After importing the seeds data set form UC Irvine Machine Learning Repository the data is then saved in an easy to use variable name. Next the data is cleaned by removing any rows that contain any missing information.

PCA <- prcomp(df1[,1:7], scale = T)
df1 <- cbind(df1, PCA$x[,1:3])

Then the PCA is completed on the data frame with only using one command that employs the function prcomp(). Following that the function cbind() is used to bind the first three principle components as column variables into the data frame.

df1 <- rename(df1, Area=V1, Perimeter=V2, Compactness=V3, 
       KernelLength=V4,KernelWidth=V5, Asymmetry=V6, 
       GrooveLenght=V7,Type=V8)
df1$Type[which(df1$Type == 1)] <- 'Type 1'
df1$Type[which(df1$Type == 2)] <- 'Type 2'
df1$Type[which(df1$Type == 3)] <- 'Type 3'
df1$Type <- as.factor(df1$Type)

• The data set variables are renamed in accordance with the attribute information contained on the website
• Variable 8 “V8” now called “Type” shows the three different varieties of wheat seeds used in this data set
• “Type” is set as a factor in order to use it as a defining categorical variable for creating graphs later

- The variance of a sample is defined as \(s^2 = {\frac{1}{n-1} \sum_{i=1}^n (x_i - \overline{x})^2}\) and is a measure of dispersion that shows the spread of a data set
- By this Graph you can see that the majority of the spread of this data (variance) can be explained by just the first two Principle Components

This plot helps to illustrate the power of PCA. Almost 90% of the spread in this data set was in PC1 and PC2. Now with this 2D graph you can see almost all the variation in the data and how nicely the seven variables are able to cluster to define the three types of wheat seeds.

Two more different styles of graphs to help visualize the spread/separation and also see where there is some overlap.

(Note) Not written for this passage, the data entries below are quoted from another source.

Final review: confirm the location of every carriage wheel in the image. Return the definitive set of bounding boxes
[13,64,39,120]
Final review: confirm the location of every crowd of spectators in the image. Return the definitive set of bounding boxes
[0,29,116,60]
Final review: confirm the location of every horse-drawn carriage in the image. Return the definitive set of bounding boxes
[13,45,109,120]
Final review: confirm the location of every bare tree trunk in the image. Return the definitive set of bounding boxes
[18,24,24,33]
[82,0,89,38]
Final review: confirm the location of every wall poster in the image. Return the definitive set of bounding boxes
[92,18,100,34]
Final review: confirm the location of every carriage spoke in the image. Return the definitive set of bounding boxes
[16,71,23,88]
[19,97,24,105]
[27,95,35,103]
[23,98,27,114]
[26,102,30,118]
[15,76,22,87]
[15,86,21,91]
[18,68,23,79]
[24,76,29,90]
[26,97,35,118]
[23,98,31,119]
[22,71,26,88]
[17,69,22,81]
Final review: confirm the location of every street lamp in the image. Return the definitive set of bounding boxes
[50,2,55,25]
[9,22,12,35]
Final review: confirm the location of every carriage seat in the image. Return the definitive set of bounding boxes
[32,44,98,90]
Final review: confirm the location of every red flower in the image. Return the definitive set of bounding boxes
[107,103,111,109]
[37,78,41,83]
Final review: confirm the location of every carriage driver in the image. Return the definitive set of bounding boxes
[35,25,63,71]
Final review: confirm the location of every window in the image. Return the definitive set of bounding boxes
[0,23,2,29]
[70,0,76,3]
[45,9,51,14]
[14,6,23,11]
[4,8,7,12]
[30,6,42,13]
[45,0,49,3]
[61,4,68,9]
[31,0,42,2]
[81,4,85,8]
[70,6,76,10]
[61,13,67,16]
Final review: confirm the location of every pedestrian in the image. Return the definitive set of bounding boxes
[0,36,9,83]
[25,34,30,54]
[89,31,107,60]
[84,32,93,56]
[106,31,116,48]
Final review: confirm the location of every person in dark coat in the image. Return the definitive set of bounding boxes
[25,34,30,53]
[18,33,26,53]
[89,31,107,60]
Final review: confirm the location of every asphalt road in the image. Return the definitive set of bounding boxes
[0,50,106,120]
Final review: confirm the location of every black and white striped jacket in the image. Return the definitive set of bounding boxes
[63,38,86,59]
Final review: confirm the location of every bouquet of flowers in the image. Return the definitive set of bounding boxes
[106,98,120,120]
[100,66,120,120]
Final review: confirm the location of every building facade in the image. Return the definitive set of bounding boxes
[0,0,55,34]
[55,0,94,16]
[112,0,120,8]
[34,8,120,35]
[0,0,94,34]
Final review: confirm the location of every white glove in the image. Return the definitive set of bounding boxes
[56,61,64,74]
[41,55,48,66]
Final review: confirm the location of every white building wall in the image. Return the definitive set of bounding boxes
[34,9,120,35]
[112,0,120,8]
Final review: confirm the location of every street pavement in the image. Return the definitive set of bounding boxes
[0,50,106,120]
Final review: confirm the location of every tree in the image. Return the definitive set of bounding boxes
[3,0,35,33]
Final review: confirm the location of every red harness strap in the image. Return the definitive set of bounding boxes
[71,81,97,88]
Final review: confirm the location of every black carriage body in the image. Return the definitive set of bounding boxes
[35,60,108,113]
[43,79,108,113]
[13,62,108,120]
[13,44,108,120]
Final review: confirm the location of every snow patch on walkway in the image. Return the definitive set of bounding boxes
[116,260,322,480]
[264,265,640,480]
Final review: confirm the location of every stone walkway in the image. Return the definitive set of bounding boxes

- These two graphs again help to show the power of PCA and how the spread is really contained in the first two PC.
- In the first graph now comparing PC1 and PC3 you can see the clustering is still there but it has far more overlap
- In the second graph now comparing PC2 and PC3 the overlap is so much that the data points no longer are defining the different types well.